Hackett and other people living in affected communities, along with the Environmental Working Group, which has raised concerns about PFAS for 20 years, were skeptical about 3M’s announcement.

“I would not trust this a bit unless I see independent science verify the products made that claim to be PFAS free are truly PFAS free,” said Laurene Allen, a co-founder of Merrimack Citizens for Clean Water, in Merrimack, N.H.

“We will need to watch their actions closely to be sure this announcement is not just smoke and mirrors,” Amico added.

3M made a similar announcement about the two most well-studied types of PFAS, perfluorooctanoic acid (PFOA) and perfluorooctane sulfonate (PFOS), said Emily Donovan, co-founder of Clean Cape Fear, a North Carolina organization formed to protect residents from the chemicals. Under pressure from the EPA, 3M announced in 2000 that it would voluntarily phase out PFOS and related chemicals.

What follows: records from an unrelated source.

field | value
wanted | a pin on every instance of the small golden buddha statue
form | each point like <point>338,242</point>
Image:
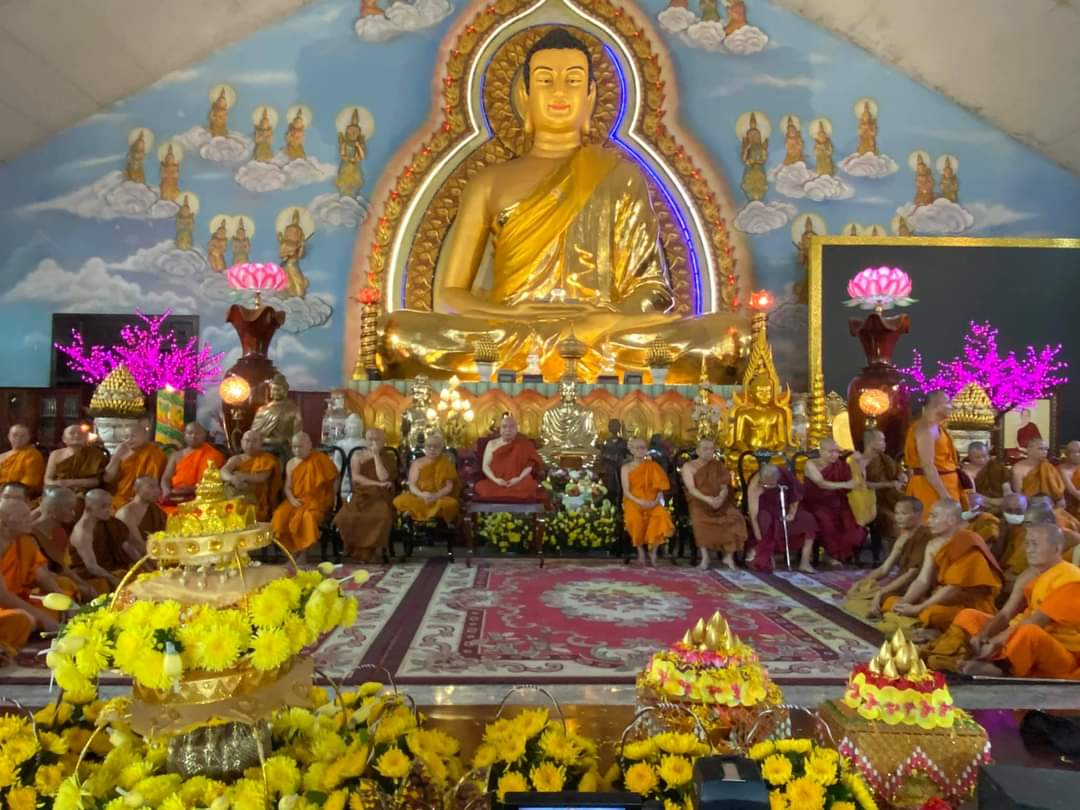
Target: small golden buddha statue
<point>761,416</point>
<point>279,420</point>
<point>562,235</point>
<point>351,145</point>
<point>185,225</point>
<point>568,429</point>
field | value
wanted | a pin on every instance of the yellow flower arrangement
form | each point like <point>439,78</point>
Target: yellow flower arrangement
<point>802,774</point>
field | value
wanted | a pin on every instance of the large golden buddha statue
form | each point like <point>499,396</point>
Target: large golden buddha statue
<point>562,235</point>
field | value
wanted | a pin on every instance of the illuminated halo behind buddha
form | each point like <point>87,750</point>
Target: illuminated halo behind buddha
<point>563,234</point>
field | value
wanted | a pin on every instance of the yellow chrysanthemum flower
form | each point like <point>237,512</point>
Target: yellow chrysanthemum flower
<point>511,782</point>
<point>777,769</point>
<point>675,770</point>
<point>640,779</point>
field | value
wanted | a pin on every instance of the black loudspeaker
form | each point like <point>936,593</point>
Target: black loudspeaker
<point>1015,787</point>
<point>728,783</point>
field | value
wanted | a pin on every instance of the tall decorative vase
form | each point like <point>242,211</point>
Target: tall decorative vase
<point>878,336</point>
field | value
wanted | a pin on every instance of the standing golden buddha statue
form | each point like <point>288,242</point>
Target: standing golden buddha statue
<point>562,237</point>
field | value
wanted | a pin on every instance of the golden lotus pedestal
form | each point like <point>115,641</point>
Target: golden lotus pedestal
<point>906,765</point>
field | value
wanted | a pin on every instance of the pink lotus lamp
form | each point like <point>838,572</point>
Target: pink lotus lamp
<point>257,277</point>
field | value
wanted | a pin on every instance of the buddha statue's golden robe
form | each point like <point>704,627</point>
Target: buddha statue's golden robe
<point>588,229</point>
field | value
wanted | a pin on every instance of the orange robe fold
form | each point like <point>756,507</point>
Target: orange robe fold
<point>26,467</point>
<point>147,460</point>
<point>647,526</point>
<point>430,478</point>
<point>1043,480</point>
<point>314,484</point>
<point>265,494</point>
<point>945,462</point>
<point>508,461</point>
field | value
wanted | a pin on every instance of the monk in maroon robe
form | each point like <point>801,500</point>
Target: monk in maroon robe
<point>825,497</point>
<point>767,518</point>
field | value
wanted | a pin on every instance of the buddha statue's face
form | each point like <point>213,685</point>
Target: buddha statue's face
<point>559,96</point>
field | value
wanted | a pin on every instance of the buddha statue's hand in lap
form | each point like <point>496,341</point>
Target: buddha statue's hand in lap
<point>574,241</point>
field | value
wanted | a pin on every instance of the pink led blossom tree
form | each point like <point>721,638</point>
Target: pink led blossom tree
<point>154,360</point>
<point>1010,381</point>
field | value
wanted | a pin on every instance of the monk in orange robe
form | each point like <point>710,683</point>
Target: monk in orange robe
<point>1035,634</point>
<point>23,571</point>
<point>644,513</point>
<point>186,467</point>
<point>958,571</point>
<point>311,483</point>
<point>512,469</point>
<point>78,464</point>
<point>432,485</point>
<point>23,463</point>
<point>1036,474</point>
<point>717,523</point>
<point>133,459</point>
<point>931,457</point>
<point>255,474</point>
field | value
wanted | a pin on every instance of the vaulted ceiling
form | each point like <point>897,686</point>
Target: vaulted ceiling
<point>1012,62</point>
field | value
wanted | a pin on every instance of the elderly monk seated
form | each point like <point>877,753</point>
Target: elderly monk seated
<point>717,523</point>
<point>311,482</point>
<point>23,463</point>
<point>512,469</point>
<point>366,520</point>
<point>931,457</point>
<point>958,571</point>
<point>825,497</point>
<point>906,555</point>
<point>24,570</point>
<point>1035,634</point>
<point>134,458</point>
<point>772,500</point>
<point>644,513</point>
<point>186,466</point>
<point>255,474</point>
<point>988,475</point>
<point>103,543</point>
<point>143,516</point>
<point>1036,474</point>
<point>432,484</point>
<point>55,513</point>
<point>77,466</point>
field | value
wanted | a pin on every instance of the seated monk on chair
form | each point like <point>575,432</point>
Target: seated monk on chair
<point>103,543</point>
<point>311,482</point>
<point>512,469</point>
<point>77,464</point>
<point>825,497</point>
<point>55,513</point>
<point>1037,475</point>
<point>255,474</point>
<point>366,520</point>
<point>988,475</point>
<point>1035,634</point>
<point>930,455</point>
<point>958,571</point>
<point>644,513</point>
<point>186,467</point>
<point>24,570</point>
<point>432,485</point>
<point>23,463</point>
<point>865,597</point>
<point>768,514</point>
<point>717,523</point>
<point>133,459</point>
<point>144,516</point>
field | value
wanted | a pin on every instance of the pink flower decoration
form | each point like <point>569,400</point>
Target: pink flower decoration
<point>880,287</point>
<point>264,277</point>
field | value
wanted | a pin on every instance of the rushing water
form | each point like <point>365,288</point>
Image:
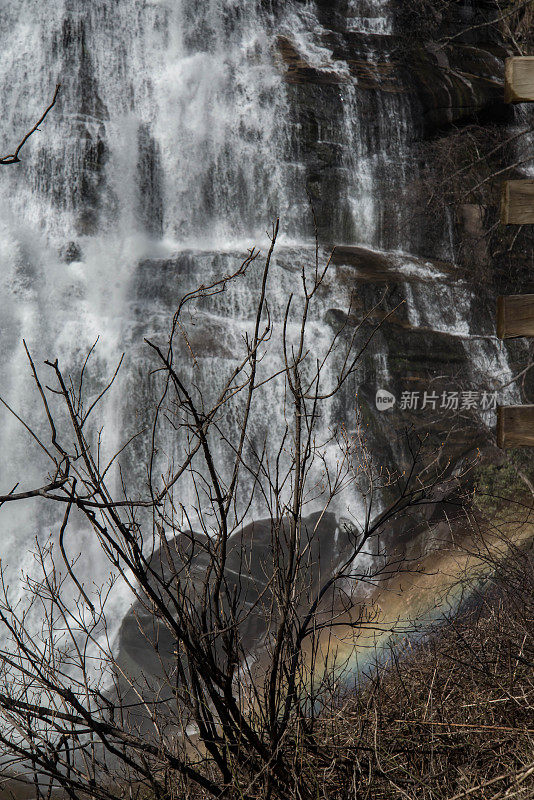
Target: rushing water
<point>173,145</point>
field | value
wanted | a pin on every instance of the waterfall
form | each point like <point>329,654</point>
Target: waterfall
<point>176,140</point>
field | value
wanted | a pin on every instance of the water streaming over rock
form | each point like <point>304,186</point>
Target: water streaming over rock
<point>181,131</point>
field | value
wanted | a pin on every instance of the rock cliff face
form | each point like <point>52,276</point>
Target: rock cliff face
<point>184,128</point>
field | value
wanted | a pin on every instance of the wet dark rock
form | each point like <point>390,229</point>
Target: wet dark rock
<point>71,252</point>
<point>145,647</point>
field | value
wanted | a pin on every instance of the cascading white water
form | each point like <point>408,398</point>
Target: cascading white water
<point>168,154</point>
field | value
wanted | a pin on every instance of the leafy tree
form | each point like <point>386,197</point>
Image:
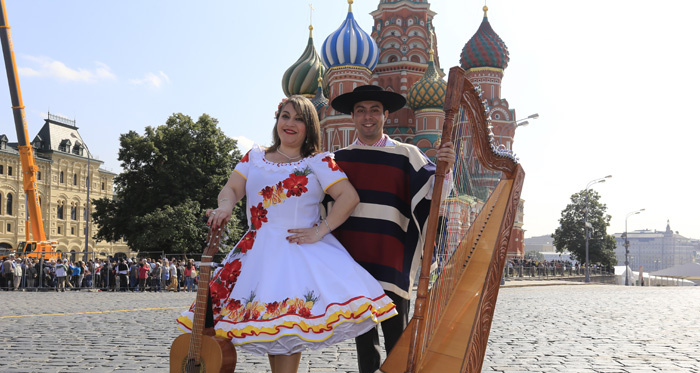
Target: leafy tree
<point>570,234</point>
<point>171,175</point>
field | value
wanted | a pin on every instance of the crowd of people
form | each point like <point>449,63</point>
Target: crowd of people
<point>524,267</point>
<point>111,274</point>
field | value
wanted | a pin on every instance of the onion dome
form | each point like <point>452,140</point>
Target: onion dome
<point>485,48</point>
<point>319,101</point>
<point>301,77</point>
<point>429,91</point>
<point>350,45</point>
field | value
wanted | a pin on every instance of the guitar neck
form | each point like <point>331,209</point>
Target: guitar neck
<point>200,307</point>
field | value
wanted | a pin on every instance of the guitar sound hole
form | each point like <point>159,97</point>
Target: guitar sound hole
<point>191,366</point>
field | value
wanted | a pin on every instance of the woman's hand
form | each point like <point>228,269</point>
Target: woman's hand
<point>307,235</point>
<point>218,217</point>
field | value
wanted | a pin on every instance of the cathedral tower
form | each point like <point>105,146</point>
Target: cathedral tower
<point>402,30</point>
<point>350,55</point>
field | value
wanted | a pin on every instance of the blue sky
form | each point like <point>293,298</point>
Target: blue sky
<point>613,82</point>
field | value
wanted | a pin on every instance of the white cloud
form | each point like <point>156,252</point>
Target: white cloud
<point>152,80</point>
<point>47,67</point>
<point>244,143</point>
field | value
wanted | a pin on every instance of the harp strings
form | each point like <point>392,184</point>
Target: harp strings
<point>472,185</point>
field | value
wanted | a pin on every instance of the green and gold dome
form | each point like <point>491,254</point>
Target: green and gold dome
<point>429,91</point>
<point>302,77</point>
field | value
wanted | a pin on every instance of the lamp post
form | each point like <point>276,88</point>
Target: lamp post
<point>586,224</point>
<point>87,203</point>
<point>627,247</point>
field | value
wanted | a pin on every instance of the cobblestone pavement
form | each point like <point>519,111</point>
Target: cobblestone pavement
<point>569,328</point>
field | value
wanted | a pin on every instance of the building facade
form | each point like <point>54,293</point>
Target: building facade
<point>62,158</point>
<point>656,250</point>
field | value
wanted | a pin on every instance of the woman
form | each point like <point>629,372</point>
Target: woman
<point>288,284</point>
<point>189,279</point>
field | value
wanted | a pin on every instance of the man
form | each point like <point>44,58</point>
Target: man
<point>8,271</point>
<point>394,182</point>
<point>61,271</point>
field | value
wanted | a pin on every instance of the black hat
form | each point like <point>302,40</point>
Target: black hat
<point>391,101</point>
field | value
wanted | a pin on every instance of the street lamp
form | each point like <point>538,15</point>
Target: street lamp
<point>586,225</point>
<point>87,203</point>
<point>627,247</point>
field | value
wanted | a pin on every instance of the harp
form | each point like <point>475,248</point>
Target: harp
<point>467,239</point>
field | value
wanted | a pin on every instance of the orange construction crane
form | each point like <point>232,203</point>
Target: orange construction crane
<point>40,246</point>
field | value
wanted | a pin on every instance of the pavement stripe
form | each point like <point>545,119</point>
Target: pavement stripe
<point>89,312</point>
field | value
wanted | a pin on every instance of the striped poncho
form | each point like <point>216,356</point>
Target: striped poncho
<point>384,232</point>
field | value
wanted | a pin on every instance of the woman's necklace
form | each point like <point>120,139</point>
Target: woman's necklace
<point>288,157</point>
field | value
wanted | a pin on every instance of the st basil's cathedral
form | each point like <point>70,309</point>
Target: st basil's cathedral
<point>400,55</point>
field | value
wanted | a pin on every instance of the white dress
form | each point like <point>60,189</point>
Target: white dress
<point>275,297</point>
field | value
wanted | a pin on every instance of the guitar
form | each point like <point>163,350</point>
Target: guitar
<point>195,352</point>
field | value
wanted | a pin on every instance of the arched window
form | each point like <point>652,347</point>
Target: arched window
<point>8,209</point>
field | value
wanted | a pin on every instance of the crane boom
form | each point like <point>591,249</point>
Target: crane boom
<point>26,152</point>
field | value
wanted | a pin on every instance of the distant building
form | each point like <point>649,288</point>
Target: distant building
<point>62,158</point>
<point>545,246</point>
<point>656,250</point>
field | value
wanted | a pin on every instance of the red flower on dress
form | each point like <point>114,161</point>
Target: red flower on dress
<point>229,274</point>
<point>218,292</point>
<point>234,305</point>
<point>304,312</point>
<point>272,307</point>
<point>331,163</point>
<point>258,215</point>
<point>295,184</point>
<point>246,243</point>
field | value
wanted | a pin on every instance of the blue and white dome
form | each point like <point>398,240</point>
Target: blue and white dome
<point>350,45</point>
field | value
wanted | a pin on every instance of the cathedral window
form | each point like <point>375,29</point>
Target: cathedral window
<point>8,208</point>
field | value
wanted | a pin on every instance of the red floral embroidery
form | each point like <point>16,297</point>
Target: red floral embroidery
<point>272,307</point>
<point>258,215</point>
<point>246,243</point>
<point>305,312</point>
<point>295,185</point>
<point>234,305</point>
<point>331,163</point>
<point>218,292</point>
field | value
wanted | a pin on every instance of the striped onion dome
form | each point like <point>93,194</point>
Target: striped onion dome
<point>319,101</point>
<point>429,91</point>
<point>485,48</point>
<point>302,77</point>
<point>350,45</point>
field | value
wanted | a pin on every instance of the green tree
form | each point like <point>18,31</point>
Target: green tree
<point>171,175</point>
<point>570,234</point>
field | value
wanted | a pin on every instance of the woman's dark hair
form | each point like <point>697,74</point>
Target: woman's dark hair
<point>303,107</point>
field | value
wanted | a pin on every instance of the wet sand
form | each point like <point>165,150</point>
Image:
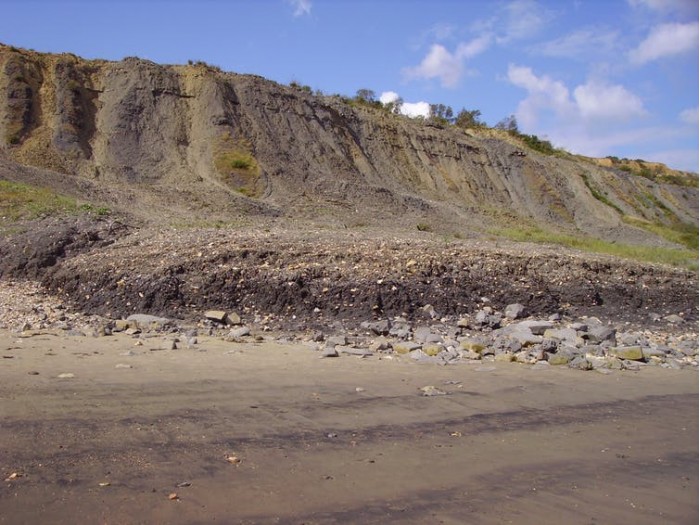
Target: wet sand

“Missing from those conversations was a transparent plan for green chemistry replacement solutions,” Donovan said.

After 3M stopped making PFOS, PFOA became a key compound to make fluorochemicals, and then GenX became a substitute for it.

“Today, residents in southeastern North Carolina have two to three times more PFOA in their blood than the national average on top of dealing with extreme exposures to GenX and hundreds of other unregulated PFAS which came from the Fayetteville Works facility for decades,” Donovan said.

PFOA, manufactured by E.I. du Pont de Nemours continued in production although hexafluoropropylene oxide dimer acid (HFPO-DA) and its ammonium salt—commonly referred to as “GenX chemicals” due to the technology used to produce it—is now used to make some PFAS.

E.I. du Pont de Nemours’ chemical business and its fluorochemicals line were spun off into the Chemours Co. in 2015, which has multiple plants including one in Fayetteville, N.C.

“As we saw when 3M exited the market for PFOS decades ago, there will always be another polluter standing by to profit from poisoning their neighbors and workers,” said Scott Faber, the Environmental Working Group’s senior vice president of government affairs. “EPA and the Food and Drug Administration should move swiftly to end needless uses of PFAS, to strictly regulate releases of PFAS, and to demand accountability from companies like 3M.”